• [söz söylemeye başladı mı, hakikat gönül yolundan gelir, gözünün önünde belirir, dilinden meydana çıkardı.] feridüddin attar - mantıku't-tayr

    * abdülbaki gölpınarlı açılaması: iran savaşında ordu komutanlarından sariye'yi düşman arkadan çevirmek üzereyken, medine'de hutbe okumakta olan ömer* bunu görmüş ve mimberde birden "ya sariye, dağa sığın, dağa!" diye bağırmıştı. sariye, bu sesi duymuş ve bu suretle hareket ederek baskından kurtulmuştu.

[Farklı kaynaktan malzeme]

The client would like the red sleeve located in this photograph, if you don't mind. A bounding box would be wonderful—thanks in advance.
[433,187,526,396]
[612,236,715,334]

    "metin analizinde, bir metnin tanımlanan bir bağlam içinde yorumlanması için 'dil çerçeveleri' kavramı; bir konuşmada, konuşma sonuçlarını bildirme sistemlerini belirtmek için ya da dinleyiciliğe işaret etmek için 'sıra alma' ya da 'söz söyleme hakkı' kavramları kullanılır. ayrıca, 've', 'o', 'pekala' ve ''fakat' gibi konuşmayı bölen ve sözlük tanımlarının dışındaki konuşma ilişkilerini anlatan 'konuşma işaretleri' kavramı ve bir önermeye iltifat etme, kendini sevdirmeye çalışma ya da dolaylı olarak hakim olma gibi, bir ifadenin anlattığını araştıran 'söz eylem analizi' kavramı kullanılır." steven roger fischer - dilin tarihi

    (bkz: söz söyleme sanatı)
  • yüzlerce kitap okudun, latin edebiyatını iyi bilirsin. borges'e dönüş olduğunun, sonsuz öykülerin etrafa saçıldığının, sıcak arjantin ikliminin fransız romanına kafa tuttuğunun farkındasın. en postmodern öyküleri sen yazıyorsun, soru sorma becerin ise anlatamam sana... arşa ulaşmış. biliyorsun çünkü, aslolan soru sormaktır. cevaplar gelip geçici, dünya küçük, insan tanrı değil.

    tüm kuramlar ezberinde, kütüphaneye kitap ekleyip kültürel sermaye düşüklüğünden yakınıyorsun.kürsülerde uzun öyküyle romanı karşılaştırıyor, necip mahfuzu kimse bilmezken daha, nasıl da döne döne okuduğunu anlatıyorsun bize. aa özür dilerim anlatmıyorsun, biz sezinliyoruz. böyle şeyler açık açık söylenmeye gelmez ama sen ailemizin yol giden çocuğusun, minik kibirlerin, uçarı tavırların, merakların ve soruların kimseye batmaz. en fazla onları gıdıklar ve biz sayende neşe ve umutla karışık kahkahalar atarız.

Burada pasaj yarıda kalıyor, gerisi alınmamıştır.